Harnessing Tensor Structures -- Multi-Mode Reservoir Computing and Its Application in Massive MIMO

TL;DR

This paper introduces multi-mode reservoir computing using tensor structures for efficient neural network processing, with a focus on symbol detection in massive MIMO-OFDM systems, demonstrating robustness and adaptability in wireless communications.

Contribution

The paper proposes a novel multi-mode reservoir computing framework utilizing tensor data formats and an ALS-based learning algorithm, advancing neural network efficiency and robustness in MIMO-OFDM systems.

Findings

Less complex than traditional RC with similar performance

Effective in symbol detection with limited training data

Robust against channel errors and hardware non-linearity

Abstract

In this paper, we introduce a new neural network (NN) structure, multi-mode reservoir computing (Multi-Mode RC). It inherits the dynamic mechanism of RC and processes the forward path and loss optimization of the NN using tensor as the underlying data format. Multi-Mode RC exhibits less complexity compared with conventional RC structures (e.g. single-mode RC) with comparable generalization performance. Furthermore, we introduce an alternating least square-based learning algorithm for Multi-Mode RC as well as conduct the associated theoretical analysis. The result can be utilized to guide the configuration of NN parameters to sufficiently circumvent over-fitting issues.
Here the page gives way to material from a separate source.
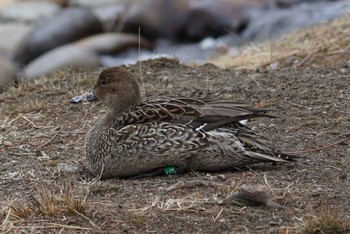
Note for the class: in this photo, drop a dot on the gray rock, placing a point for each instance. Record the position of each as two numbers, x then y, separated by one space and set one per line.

As a key application, we consider the symbol detection task in multiple-input-multiple-output (MIMO) orthogonal-frequency-division-multiplexing (OFDM) systems with massive MIMO employed at the base stations (BSs). Thanks to the tensor structure of massive MIMO-OFDM signals, our online learning-based symbol detection method generalizes well in terms of bit error rate even using a limited online training set. Evaluation results suggest that the Multi-Mode RC-based learning framework can efficiently and effectively combat practical constraints of wireless systems (i.e. channel state information (CSI) errors and hardware non-linearity) to enable robust and adaptive learning-based communications over the air.